Actualisé 21.10.2015 à 18:34

Genève

Viré de son propre appart, il tente d'en casser la porte

Un Tunisien dort dans son auto avec son bébé. Mardi, il a voulu récupérer son deux-pièces dans lequel vit une famille victime d'un logeur véreux.

de
Julien Culet/jef
Les deux familles se battent pour un appartement du quartier de la Servette.

Les deux familles se battent pour un appartement du quartier de la Servette.

«Seul, ça ne me dérangeait pas de dormir dans une voiture. Mais ce n'est pas possible avec un bébé.» Anis est à bout. Il est à la rue alors qu'il paie un loyer pour un deux pièces à la Servette. Voici trois mois qu'il a trouvé un couple d'Equatoriens et ses deux enfants installés chez lui en rentrant de Tunisie. Tous ont été victimes d'un logeur véreux (encadré). Les Sud-américains refusent de partir tant qu'ils n'ont pas de solution de repli.

Rejoint par sa famille dimanche, la situation est devenue intenable. Anis dit alors avoir voulu trouver un accord pour partager le logement mardi soir. «Ils ont refusé de m'ouvrir. J'ai pété les plombs, j'ai tenté de casser la porte pour entrer», admet-il. Ses coups de pied ont alerté les voisins, qui ont appelé la police. Les agents l'ont fait partir. L'affaire est depuis le début dans les mains de la justice. «Mais ça ne bouge pas. On veut que je fasse une chose grave, que ça fasse de moi un criminel», juge celui qui se dit «prêt à tout» pour la sécurité de sa fille.

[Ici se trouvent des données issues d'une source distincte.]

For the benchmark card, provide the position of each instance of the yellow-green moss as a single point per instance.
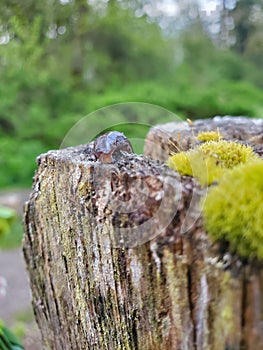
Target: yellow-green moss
(209, 161)
(206, 136)
(233, 210)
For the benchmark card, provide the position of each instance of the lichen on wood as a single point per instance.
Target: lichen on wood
(117, 261)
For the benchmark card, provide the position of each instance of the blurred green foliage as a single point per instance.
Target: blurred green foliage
(7, 217)
(60, 60)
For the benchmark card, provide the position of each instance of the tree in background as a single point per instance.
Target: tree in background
(61, 59)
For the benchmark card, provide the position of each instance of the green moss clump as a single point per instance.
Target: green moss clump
(233, 210)
(209, 161)
(206, 136)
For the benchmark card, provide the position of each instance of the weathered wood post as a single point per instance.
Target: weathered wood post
(117, 260)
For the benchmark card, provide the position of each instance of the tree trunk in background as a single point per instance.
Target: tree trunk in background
(118, 259)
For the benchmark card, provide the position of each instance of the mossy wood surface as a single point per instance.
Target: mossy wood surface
(162, 139)
(116, 261)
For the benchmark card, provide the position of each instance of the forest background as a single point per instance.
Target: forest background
(63, 59)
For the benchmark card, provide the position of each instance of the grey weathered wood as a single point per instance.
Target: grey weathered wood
(116, 261)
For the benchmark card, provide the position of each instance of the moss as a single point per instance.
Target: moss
(209, 161)
(209, 136)
(233, 210)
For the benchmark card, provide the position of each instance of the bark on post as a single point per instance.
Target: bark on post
(117, 261)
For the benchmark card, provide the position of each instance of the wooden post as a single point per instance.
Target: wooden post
(117, 261)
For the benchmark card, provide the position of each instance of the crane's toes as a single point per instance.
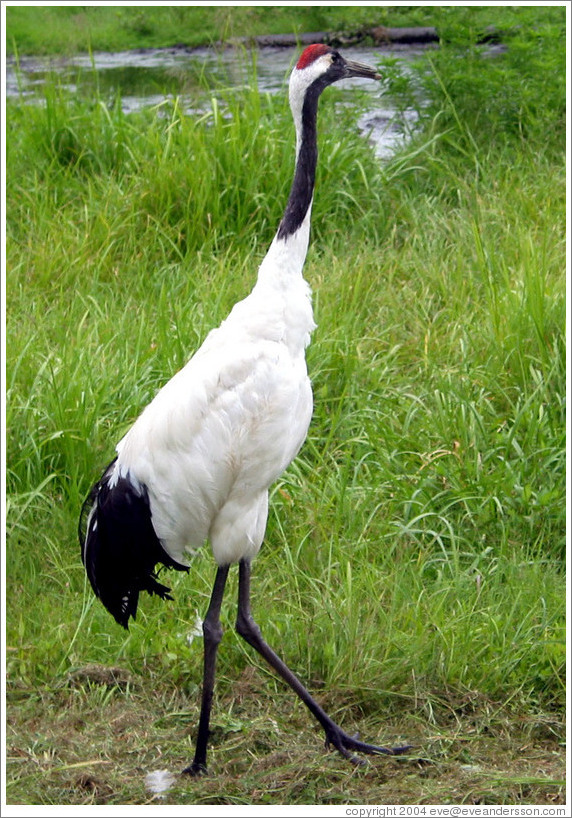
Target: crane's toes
(195, 769)
(345, 744)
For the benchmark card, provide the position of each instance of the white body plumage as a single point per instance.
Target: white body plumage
(227, 425)
(197, 464)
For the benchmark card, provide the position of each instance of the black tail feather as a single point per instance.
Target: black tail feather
(119, 546)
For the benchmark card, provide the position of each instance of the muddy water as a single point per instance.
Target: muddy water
(147, 77)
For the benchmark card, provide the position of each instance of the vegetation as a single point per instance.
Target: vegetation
(413, 568)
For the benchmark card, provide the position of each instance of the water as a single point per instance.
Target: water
(149, 76)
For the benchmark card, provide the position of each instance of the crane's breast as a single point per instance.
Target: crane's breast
(217, 435)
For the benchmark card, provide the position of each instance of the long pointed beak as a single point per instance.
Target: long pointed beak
(358, 69)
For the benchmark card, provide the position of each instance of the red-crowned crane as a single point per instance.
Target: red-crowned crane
(198, 462)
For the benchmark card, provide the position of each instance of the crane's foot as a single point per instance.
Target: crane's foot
(195, 769)
(345, 744)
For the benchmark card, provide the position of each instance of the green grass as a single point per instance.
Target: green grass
(413, 568)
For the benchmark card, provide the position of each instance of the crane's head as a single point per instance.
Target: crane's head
(319, 66)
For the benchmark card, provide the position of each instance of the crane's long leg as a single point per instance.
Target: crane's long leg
(249, 630)
(212, 631)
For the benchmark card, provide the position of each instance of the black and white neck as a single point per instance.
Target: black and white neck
(318, 66)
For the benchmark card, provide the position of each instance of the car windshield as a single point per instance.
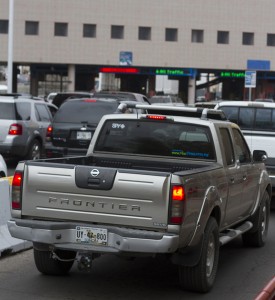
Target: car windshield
(88, 110)
(157, 138)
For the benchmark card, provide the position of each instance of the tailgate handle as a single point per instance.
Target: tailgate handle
(93, 181)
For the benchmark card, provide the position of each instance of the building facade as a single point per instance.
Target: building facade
(71, 42)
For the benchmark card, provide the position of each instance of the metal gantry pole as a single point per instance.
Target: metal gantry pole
(10, 46)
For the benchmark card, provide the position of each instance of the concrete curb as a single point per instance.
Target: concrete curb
(268, 292)
(8, 244)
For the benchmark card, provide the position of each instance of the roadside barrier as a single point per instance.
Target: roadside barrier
(8, 244)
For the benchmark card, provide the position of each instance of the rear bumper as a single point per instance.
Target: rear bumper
(271, 172)
(61, 235)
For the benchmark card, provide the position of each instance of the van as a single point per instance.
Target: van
(257, 122)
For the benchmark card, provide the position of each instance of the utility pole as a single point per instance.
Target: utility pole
(10, 46)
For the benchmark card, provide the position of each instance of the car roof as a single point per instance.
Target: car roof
(245, 104)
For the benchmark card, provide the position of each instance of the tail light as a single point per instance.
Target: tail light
(177, 204)
(49, 133)
(16, 190)
(16, 129)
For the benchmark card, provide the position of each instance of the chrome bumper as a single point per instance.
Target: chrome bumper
(120, 240)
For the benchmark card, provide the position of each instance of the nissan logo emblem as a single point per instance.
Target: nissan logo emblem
(94, 172)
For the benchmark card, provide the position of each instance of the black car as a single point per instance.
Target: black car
(61, 97)
(74, 124)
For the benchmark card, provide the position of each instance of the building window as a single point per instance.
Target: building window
(89, 30)
(4, 26)
(248, 38)
(197, 36)
(223, 37)
(144, 33)
(270, 39)
(61, 29)
(171, 34)
(31, 28)
(117, 32)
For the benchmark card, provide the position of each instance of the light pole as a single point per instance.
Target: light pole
(10, 46)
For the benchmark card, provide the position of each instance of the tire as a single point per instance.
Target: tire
(48, 265)
(201, 277)
(256, 237)
(35, 151)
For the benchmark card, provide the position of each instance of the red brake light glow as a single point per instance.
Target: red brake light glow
(177, 204)
(16, 190)
(178, 193)
(17, 178)
(16, 129)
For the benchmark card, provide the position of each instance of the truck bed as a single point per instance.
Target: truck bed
(127, 191)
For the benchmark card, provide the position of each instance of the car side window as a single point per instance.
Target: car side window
(231, 112)
(227, 145)
(246, 117)
(23, 111)
(242, 151)
(42, 113)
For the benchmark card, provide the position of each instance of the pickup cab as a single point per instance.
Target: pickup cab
(174, 181)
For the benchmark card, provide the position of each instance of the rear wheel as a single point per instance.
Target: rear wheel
(35, 150)
(201, 277)
(256, 237)
(48, 265)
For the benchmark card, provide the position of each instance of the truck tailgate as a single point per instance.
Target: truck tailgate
(114, 196)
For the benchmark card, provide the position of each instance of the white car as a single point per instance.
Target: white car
(3, 167)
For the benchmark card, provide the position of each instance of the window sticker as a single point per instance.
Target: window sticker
(118, 126)
(179, 152)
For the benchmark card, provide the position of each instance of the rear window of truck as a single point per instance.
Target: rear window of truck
(157, 138)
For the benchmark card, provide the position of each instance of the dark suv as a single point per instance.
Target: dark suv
(23, 126)
(61, 97)
(74, 124)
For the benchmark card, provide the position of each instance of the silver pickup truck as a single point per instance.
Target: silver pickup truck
(177, 181)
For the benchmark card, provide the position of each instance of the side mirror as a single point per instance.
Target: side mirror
(259, 156)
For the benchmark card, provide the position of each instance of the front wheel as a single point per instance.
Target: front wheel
(256, 237)
(49, 265)
(201, 277)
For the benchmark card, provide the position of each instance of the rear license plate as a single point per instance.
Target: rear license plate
(90, 235)
(83, 135)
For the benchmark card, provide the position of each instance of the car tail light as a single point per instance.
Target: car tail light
(49, 133)
(16, 129)
(16, 190)
(177, 204)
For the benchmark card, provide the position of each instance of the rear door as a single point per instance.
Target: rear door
(43, 117)
(7, 117)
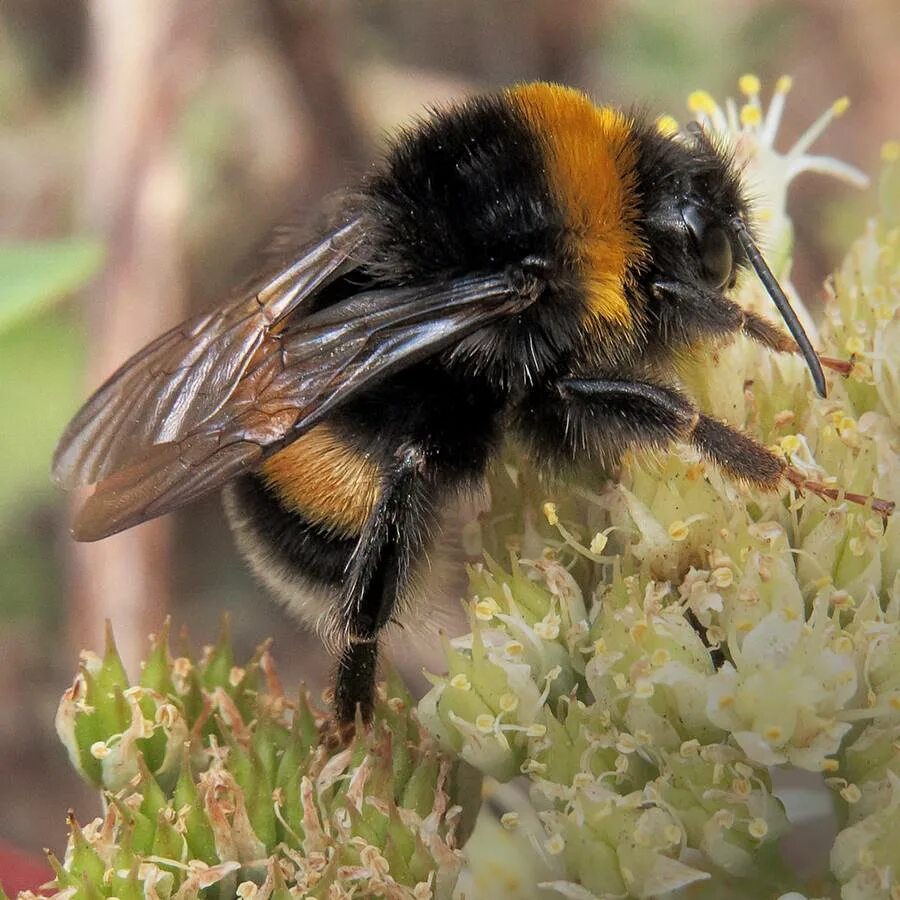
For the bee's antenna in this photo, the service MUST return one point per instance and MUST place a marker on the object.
(781, 301)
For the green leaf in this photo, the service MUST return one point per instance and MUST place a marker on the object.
(36, 274)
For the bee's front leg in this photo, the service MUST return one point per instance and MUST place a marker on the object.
(616, 416)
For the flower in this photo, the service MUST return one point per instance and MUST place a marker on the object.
(660, 643)
(252, 804)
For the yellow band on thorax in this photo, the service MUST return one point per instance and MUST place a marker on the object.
(591, 155)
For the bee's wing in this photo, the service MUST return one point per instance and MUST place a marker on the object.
(168, 389)
(295, 376)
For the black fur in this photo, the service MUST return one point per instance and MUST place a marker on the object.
(467, 192)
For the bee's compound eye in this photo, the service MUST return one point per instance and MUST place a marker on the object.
(713, 246)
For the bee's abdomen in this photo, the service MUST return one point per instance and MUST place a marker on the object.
(325, 480)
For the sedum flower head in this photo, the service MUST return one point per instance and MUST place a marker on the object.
(660, 643)
(213, 779)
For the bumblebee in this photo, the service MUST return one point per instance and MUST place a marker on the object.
(527, 263)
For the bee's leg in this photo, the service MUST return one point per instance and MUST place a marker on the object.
(634, 415)
(378, 574)
(628, 415)
(764, 332)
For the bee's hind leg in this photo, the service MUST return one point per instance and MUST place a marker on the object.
(378, 574)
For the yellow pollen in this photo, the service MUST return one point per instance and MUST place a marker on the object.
(484, 723)
(701, 102)
(550, 513)
(784, 84)
(750, 114)
(555, 845)
(840, 106)
(749, 85)
(790, 443)
(667, 126)
(723, 577)
(484, 610)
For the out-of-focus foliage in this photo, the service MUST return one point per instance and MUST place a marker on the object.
(35, 274)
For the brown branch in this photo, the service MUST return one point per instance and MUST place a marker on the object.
(144, 56)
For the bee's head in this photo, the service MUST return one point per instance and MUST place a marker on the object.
(695, 218)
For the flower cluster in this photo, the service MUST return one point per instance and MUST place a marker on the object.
(216, 784)
(657, 645)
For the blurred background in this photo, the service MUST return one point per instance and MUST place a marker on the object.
(148, 149)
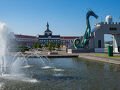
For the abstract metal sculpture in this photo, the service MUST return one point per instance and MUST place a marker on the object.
(81, 43)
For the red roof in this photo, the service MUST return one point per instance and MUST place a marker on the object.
(69, 37)
(25, 36)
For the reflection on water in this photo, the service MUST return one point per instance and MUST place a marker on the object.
(69, 74)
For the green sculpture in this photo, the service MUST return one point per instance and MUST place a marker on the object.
(81, 43)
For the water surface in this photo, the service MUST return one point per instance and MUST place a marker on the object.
(65, 74)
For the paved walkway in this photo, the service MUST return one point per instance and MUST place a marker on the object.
(98, 58)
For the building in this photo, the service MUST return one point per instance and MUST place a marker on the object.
(97, 36)
(67, 41)
(49, 37)
(25, 40)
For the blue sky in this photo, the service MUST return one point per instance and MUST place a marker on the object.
(66, 17)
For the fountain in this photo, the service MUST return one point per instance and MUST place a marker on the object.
(11, 67)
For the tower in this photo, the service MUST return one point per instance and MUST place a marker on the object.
(48, 32)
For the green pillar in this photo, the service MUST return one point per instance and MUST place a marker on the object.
(110, 50)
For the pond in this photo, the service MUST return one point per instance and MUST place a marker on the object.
(66, 74)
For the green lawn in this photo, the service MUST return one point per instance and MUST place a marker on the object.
(106, 55)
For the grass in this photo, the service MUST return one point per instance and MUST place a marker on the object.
(115, 56)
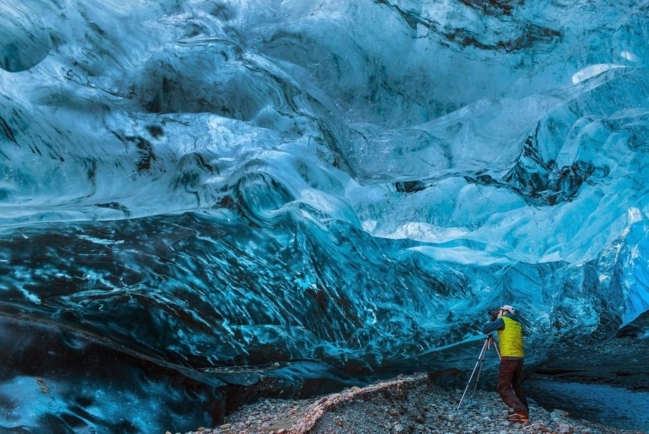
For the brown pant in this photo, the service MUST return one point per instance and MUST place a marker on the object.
(509, 385)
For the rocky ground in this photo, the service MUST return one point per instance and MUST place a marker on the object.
(407, 404)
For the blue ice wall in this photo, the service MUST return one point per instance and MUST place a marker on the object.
(192, 185)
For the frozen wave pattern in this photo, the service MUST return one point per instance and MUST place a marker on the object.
(207, 184)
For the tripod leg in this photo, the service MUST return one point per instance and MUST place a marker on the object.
(478, 363)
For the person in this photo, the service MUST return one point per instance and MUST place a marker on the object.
(512, 354)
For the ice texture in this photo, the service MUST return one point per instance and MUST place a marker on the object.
(348, 186)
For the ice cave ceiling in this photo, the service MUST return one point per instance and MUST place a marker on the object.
(333, 189)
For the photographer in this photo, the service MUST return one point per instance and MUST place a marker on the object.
(510, 343)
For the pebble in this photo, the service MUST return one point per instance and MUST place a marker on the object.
(419, 406)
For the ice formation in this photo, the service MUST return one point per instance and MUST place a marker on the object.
(336, 189)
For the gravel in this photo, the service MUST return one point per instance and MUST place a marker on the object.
(405, 405)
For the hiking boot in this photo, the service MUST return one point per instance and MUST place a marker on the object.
(518, 418)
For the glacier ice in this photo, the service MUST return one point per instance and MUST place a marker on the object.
(318, 189)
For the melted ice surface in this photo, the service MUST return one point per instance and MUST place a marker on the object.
(238, 182)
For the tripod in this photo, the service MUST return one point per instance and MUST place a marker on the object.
(478, 366)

L'avocat des Equatoriens informe que ses clients ont porté plainte. Il évoque des «menaces sérieuses» de la part d'Anis. «Ils sont terrifiés, rapporte Me Michael Anders. Je peux comprendre qu'il s'impatiente mais mener une action de terreur pour les faire fuir est inacceptable.» L'homme de loi insiste sur le fait qu'il y a deux victimes dans cette affaire. Anis «se trompe en se focalisant sur mes clients au lieu de l'escroc qui court toujours», selon Me Anders.

Situation bloquée

Alors qu'il partait en Tunisie, Anis a donné les clés de son appartement à un ami. Ce dernier a usurpé son identité et a fait signer un faux contrat de sous-location à une famille Equatorienne. Le Tunisien s'en est aperçu à son retour le 1er août. Il doit attendre que la justice se prononce, ce qui peut prendre du temps. «Mes clients veulent s'en aller mais c'est la croix et la bannière pour trouver un appartement pour quatre à Genève», indique l'avocat des Sud-américains.